There was a grain of truth to these accusations. The protagonists of 1979 were, in their own ways, participants in a great backlash against revolutionary overreach. Deng Xiaoping rejected the excesses of Mao’s Cultural Revolution in favor of pragmatic economic development—a move that, despite Deng’s disclaimers, entailed a gradual restoration of capitalist institutions. Khomeini’s vision of an Islamic state was fueled by his violent repudiation of the shah’s state-led modernization program (known as the “White Revolution”) as well as the Marxist ideas that dominated Iran’s powerful leftist opposition movements. (The shah, indeed, denounced the Shiite clerics as the “black reaction” in contrast to the “red reaction” of the Marxists.) Afghanistan’s Islamic insurgents took up arms against the Moscow-sponsored government in Kabul.

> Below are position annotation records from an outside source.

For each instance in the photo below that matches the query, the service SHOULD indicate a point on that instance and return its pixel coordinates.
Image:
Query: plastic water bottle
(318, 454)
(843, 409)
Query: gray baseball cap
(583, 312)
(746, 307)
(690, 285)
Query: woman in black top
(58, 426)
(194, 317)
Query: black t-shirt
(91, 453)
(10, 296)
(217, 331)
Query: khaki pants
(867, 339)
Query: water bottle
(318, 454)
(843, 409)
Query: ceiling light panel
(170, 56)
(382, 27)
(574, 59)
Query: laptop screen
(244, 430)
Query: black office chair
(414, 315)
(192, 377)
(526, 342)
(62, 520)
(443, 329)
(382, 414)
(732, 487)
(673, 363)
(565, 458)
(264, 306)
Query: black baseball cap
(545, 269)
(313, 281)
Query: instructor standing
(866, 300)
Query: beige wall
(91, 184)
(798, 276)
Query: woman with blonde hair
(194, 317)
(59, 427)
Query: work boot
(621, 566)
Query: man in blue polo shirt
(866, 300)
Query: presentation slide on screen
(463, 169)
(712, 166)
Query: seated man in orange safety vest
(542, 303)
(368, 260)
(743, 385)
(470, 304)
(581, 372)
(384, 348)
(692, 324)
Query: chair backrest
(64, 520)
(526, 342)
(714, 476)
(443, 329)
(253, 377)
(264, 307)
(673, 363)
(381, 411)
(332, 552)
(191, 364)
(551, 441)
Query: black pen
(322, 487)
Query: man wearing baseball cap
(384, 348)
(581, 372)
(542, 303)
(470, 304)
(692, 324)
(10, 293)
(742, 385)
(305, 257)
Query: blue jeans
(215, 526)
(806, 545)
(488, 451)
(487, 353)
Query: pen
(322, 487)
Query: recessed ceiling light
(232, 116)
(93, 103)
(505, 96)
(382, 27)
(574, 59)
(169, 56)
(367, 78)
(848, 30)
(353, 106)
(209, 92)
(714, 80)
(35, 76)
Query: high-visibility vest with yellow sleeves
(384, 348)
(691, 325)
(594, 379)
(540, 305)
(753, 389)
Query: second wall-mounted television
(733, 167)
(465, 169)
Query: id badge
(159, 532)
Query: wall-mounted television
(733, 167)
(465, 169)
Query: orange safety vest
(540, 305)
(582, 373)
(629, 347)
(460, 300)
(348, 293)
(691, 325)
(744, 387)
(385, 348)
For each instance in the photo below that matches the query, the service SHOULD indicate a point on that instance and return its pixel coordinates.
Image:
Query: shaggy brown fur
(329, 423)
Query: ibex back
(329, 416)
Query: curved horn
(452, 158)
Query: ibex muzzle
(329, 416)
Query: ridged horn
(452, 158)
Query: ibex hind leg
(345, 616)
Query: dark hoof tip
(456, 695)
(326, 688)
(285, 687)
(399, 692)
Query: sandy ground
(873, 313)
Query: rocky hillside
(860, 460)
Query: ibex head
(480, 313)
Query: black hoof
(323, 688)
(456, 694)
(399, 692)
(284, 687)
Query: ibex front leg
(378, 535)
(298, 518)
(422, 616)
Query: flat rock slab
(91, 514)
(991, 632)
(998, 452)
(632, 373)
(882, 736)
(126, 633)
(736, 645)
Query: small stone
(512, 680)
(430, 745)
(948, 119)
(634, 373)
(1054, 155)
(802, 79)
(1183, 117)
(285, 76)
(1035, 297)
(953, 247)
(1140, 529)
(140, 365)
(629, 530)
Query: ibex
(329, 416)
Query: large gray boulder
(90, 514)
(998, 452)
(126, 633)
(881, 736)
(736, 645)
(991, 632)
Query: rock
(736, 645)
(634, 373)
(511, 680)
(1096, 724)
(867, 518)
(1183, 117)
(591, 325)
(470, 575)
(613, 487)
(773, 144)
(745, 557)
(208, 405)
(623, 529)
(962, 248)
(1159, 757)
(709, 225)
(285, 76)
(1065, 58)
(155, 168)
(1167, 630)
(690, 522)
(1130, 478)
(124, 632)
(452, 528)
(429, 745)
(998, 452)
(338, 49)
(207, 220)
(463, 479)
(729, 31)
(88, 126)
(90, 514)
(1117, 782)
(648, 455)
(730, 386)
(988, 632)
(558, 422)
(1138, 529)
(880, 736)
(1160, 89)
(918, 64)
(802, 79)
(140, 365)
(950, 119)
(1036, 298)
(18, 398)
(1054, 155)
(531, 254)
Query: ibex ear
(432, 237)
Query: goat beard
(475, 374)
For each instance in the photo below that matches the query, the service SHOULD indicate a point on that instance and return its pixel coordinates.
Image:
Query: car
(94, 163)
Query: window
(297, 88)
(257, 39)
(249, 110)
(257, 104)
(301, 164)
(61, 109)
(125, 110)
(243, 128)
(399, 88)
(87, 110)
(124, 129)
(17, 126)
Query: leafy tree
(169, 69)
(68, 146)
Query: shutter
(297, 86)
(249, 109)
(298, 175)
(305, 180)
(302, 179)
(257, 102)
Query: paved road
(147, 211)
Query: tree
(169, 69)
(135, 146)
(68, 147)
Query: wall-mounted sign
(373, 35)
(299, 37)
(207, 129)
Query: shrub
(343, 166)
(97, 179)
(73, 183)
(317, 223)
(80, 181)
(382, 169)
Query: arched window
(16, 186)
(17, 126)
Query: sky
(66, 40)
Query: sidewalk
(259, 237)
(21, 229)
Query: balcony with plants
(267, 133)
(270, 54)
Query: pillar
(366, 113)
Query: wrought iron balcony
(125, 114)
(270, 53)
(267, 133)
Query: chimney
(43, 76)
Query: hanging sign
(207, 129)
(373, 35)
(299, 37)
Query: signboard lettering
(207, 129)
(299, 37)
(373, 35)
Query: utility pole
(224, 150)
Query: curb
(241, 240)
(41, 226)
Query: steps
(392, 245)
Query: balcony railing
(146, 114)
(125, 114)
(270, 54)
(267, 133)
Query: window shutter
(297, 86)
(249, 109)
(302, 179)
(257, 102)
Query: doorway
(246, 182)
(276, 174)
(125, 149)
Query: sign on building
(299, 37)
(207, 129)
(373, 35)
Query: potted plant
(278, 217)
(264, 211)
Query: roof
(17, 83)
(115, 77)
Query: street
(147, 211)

John Paul II used Christian faith as the basis for a moral crusade against the godless materialism of the Soviet system. And Margaret Thatcher aimed to roll back the social democratic consensus that had taken hold in Great Britain after World War II.

At the same time, it was easy to underestimate just how much these leaders had actually absorbed from their opponents on the utopian Left. A conservative can be defined as someone who wants to defend or restore the old order; a counterrevolutionary, by contrast, is a conservative who has learned from the revolution. John Paul II, who had spent most of his adult life under the Communist system, knew the Marxist classics intimately and devoted considerable intellectual and pastoral effort to countering their arguments—knowledge that helped him to shape his program of moral and cultural resistance. (It also left him with an intense interest in the politics of the working class that informed his patronage of the Solidarity movement—as well as feeding a deep skepticism about Western-style capitalism.) Khomeini and his clerical allies appropriated Marxist rhetoric and ideas wherever they could, forging a new brand of religious militancy that railed against colonialism and inequality; socialist notions of nationalization and state management later played a large role in the Islamist government’s postrevolutionary economic policy. (One historian describes the resulting synthesis as “revolutionary traditionalism.”) Afghanistan’s jihadists borrowed from the Communist playbook by building revolutionary political parties and comprehensive ideological systems to go with them. Margaret Thatcher, who studied at Oxford when Marxism was the reigning political fashion, fused her conservative instincts with a most unconservative penchant for crusading rhetoric, ideological aggression, and programmatic litmus tests. It was precisely for this reason that many of the Conservative Party comrades-in-arms who accompanied her into government in 1979 questioned just how “conservative” she really was. As for Deng Xiaoping, he insisted on maintaining the institutional supremacy of the Communist Party even as he charted a course away from central planning and toward state capitalism. Cold War historian Odd Arne Westad describes Deng’s reform program as “a counterrevolution in economics and political orientation the likes of which the world had never seen.”

It was entirely in keeping with this spirit that Thatcher proudly reported to a Conservative Party rally in April 1979 that her political opponents had dubbed her a reactionary. “Well,” she declared, “there’s a lot to react against!” It was, indeed, precisely this peculiar spirit of defiance that gave the year its transformative power. The decisions of these leaders decisively defined the world in which we live—one in which communist and socialist thought has faded, markets dominate economic thinking, and politicized religion looms large. Like it or not, we of the twenty-first century still live in the shadow of 1979.